Making an ecological worldview

Issue: 167

Martin Empson

A review of John Bellamy Foster, The Return of Nature: Socialism and Ecology, Monthly Review Press (2020), £30.

Since John Bellamy Foster published Marx’s Ecology in 2000, the idea that Karl Marx had little to say on environmental issues has become untenable.1 Marx’s Ecology has rightly become a classic. Beginning with Marx’s doctoral thesis on “The Difference Between the Democritean and Epicurean Philosophy of Nature”, and tracing the development of his thought throughout his life, Foster’s book demonstrated the way that ecological questions were at the heart of Marxism—a “broad ecological worldview”.

Marx’s Ecology finished with the death of Marx. The Return of Nature takes up the story from there, beginning its narrative with the funerals of Charles Darwin in 1882 and Marx in 1883. The book deals with “the re-emergence of the natural-material or ecological realm within critical social analysis, where the complex, reflexive relation of nature to human production and reproduction has all too often been downplayed.” Foster traces a long, almost continuous, line of thought that stretches from Marx and Engels, through their friends and contemporaries—scientists and fellow activists such as E Ray Lankester and Carl Schorlemmer—and on to figures such as William Morris, Christopher Caudwell, J D Bernal and J B S Haldane. The book concludes by looking at more contemporary figures such as Rachel Carson, Barry Commoner and Hilary and Steven Rose.

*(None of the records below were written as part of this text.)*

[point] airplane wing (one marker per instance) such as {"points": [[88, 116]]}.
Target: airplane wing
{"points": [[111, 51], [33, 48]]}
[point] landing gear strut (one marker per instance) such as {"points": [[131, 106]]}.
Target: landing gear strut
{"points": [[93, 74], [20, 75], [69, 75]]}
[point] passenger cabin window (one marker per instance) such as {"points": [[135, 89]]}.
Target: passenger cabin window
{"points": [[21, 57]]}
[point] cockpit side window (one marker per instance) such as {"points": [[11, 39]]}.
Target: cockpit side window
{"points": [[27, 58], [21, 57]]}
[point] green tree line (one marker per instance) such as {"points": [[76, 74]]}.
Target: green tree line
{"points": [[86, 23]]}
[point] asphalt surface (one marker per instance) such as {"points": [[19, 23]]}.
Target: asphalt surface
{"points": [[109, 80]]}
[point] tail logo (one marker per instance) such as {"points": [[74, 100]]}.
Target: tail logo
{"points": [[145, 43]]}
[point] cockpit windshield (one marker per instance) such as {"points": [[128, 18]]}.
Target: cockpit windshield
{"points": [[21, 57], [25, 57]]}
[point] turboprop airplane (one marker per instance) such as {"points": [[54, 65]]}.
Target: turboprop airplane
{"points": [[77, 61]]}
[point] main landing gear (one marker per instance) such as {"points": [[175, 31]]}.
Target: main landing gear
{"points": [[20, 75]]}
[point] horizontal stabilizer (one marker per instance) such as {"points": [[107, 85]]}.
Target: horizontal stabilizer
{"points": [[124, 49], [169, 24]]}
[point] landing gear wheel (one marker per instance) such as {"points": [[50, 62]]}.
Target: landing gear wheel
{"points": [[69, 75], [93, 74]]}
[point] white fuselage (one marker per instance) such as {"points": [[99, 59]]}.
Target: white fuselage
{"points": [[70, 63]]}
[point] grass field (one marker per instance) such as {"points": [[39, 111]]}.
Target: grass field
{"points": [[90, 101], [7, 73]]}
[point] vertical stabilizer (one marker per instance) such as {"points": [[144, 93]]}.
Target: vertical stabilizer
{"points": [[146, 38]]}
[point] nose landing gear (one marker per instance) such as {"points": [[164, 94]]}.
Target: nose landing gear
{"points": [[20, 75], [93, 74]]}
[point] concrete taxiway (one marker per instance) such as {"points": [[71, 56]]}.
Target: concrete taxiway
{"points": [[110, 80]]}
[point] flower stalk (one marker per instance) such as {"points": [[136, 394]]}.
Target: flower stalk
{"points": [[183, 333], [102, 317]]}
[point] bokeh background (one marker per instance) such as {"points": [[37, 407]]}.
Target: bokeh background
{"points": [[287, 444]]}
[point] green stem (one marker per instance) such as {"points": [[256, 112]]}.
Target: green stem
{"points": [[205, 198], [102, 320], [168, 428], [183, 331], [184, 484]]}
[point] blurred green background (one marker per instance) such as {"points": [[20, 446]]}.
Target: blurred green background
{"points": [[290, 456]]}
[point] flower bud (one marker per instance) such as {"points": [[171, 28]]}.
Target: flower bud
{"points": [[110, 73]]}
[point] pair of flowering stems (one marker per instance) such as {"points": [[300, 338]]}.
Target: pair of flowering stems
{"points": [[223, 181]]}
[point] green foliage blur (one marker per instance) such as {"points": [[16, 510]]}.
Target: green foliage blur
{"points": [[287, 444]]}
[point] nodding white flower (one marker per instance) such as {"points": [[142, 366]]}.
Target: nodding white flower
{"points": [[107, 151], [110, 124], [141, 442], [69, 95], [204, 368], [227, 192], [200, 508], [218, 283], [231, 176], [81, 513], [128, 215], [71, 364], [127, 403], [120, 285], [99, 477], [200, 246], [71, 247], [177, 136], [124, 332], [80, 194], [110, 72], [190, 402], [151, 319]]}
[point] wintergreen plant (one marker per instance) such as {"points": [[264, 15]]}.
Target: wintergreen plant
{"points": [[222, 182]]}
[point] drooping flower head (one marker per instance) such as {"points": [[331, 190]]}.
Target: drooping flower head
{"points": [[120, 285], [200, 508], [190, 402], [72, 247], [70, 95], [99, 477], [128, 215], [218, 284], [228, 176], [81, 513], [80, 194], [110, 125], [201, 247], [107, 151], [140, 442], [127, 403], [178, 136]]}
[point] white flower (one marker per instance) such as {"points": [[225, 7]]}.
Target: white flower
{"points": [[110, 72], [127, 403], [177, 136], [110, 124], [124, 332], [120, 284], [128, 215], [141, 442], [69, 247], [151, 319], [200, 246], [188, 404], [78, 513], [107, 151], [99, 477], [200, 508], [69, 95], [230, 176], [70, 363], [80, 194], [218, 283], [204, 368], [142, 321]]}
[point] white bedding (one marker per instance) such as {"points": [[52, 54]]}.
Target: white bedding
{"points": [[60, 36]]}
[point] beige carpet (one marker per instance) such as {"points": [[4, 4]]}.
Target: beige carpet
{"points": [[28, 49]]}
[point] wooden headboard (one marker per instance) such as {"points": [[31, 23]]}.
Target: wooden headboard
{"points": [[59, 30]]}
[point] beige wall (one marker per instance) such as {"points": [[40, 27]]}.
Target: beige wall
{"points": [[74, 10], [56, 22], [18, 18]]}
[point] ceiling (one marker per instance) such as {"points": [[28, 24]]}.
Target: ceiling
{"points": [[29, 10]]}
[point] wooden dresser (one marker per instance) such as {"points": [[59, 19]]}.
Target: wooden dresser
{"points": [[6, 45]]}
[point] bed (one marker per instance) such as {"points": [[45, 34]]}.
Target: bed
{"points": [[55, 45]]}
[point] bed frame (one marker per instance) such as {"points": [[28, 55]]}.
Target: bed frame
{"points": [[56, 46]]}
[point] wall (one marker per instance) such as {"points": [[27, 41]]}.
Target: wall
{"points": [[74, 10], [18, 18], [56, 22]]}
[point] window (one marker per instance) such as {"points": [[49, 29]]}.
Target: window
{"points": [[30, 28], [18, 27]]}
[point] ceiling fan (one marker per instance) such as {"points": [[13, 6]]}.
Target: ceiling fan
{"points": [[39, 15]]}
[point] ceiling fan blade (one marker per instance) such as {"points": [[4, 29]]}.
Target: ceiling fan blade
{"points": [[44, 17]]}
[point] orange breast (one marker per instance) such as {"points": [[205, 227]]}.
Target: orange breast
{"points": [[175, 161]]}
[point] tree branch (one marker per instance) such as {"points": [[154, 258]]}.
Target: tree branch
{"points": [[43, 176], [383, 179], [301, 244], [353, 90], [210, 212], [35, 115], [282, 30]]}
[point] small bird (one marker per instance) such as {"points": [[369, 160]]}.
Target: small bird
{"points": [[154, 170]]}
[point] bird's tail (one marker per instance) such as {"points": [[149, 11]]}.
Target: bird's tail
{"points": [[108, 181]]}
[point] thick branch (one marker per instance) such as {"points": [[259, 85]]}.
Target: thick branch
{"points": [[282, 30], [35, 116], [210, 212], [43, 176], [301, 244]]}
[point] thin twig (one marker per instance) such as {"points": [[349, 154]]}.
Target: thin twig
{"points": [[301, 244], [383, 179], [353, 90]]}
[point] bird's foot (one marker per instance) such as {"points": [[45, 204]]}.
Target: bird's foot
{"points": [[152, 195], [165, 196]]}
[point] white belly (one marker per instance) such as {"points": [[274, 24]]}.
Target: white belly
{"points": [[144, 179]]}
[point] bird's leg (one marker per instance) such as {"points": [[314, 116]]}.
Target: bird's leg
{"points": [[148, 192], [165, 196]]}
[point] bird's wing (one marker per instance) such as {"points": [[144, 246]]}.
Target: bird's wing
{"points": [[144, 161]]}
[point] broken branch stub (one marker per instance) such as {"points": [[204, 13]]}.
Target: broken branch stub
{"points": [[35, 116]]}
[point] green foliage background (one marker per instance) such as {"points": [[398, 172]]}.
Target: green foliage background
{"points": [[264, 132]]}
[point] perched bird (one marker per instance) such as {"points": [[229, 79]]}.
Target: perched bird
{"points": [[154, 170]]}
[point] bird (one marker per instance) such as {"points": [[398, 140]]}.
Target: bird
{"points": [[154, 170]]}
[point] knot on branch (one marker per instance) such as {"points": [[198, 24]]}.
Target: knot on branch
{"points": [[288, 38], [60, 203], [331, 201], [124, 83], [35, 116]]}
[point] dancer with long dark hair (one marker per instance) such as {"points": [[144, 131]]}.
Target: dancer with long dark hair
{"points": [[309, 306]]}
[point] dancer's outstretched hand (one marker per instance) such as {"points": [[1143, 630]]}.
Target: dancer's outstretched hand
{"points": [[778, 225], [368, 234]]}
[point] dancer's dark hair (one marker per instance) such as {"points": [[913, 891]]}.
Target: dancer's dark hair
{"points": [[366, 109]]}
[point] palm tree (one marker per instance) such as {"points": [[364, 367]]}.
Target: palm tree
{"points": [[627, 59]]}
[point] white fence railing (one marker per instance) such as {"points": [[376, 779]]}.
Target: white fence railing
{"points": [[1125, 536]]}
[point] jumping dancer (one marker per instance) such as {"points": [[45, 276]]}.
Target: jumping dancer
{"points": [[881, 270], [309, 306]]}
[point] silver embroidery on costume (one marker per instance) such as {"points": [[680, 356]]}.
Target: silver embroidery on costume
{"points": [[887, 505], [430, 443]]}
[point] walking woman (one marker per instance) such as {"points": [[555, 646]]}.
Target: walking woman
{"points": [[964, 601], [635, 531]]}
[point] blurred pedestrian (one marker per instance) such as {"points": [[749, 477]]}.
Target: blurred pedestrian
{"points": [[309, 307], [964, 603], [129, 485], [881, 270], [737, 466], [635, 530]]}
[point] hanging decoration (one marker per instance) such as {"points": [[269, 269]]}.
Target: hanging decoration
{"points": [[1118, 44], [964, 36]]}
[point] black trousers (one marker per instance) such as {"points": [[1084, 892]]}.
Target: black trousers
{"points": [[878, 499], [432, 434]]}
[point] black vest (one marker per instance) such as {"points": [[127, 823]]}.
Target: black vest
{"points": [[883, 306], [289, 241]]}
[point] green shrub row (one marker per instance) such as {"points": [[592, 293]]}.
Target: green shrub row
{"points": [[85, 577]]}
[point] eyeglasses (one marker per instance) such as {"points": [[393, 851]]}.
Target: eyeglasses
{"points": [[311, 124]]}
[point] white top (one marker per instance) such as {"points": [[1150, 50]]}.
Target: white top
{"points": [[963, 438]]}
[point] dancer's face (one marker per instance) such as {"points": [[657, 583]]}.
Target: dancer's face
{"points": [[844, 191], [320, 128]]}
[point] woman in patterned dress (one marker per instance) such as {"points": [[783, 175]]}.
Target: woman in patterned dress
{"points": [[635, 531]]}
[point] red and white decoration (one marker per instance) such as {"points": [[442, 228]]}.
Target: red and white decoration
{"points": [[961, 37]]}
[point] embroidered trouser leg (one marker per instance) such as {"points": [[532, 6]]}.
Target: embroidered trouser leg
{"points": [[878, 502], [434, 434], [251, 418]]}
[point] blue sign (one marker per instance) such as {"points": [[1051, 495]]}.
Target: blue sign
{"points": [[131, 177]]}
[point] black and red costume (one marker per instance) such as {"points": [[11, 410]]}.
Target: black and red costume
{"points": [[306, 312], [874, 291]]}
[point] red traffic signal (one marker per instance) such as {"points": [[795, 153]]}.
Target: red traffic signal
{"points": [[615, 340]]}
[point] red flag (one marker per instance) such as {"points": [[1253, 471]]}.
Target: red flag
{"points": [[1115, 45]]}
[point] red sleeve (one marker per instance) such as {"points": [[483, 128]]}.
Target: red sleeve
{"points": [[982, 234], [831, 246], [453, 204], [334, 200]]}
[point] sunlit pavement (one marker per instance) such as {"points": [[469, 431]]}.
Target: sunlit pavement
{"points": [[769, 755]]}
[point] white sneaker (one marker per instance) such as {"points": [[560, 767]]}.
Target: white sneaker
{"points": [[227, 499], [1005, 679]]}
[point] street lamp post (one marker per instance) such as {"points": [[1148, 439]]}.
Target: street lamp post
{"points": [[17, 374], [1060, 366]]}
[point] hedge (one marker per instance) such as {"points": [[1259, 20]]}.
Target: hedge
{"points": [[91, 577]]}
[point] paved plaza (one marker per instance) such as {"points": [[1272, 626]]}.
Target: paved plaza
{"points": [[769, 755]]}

The breadth of biographical material here is impressive. However, this is not primarily a book about the lives, thinking and activism of a succession of radical ecological thinkers. Rather, it is a deep engagement with their radical ideas. It is no surprise that many of the figures discussed were activists. The ideas of writers like William Morris were shaped by an engagement with the works of Marx, Engels and others, but they honed these ideas in their activism. Foster writes that these socialist thinkers “provided systematic if uneven and sometimes contradictory ecological critiques…that were crucial both in their day and ours—a legacy what we can no longer afford to do without”.2

E Ray Lankester’s dialectical ecology

One figure who exemplifies the continuity between Marx and later generations of scientific thinkers was the biologist E Ray Lankester.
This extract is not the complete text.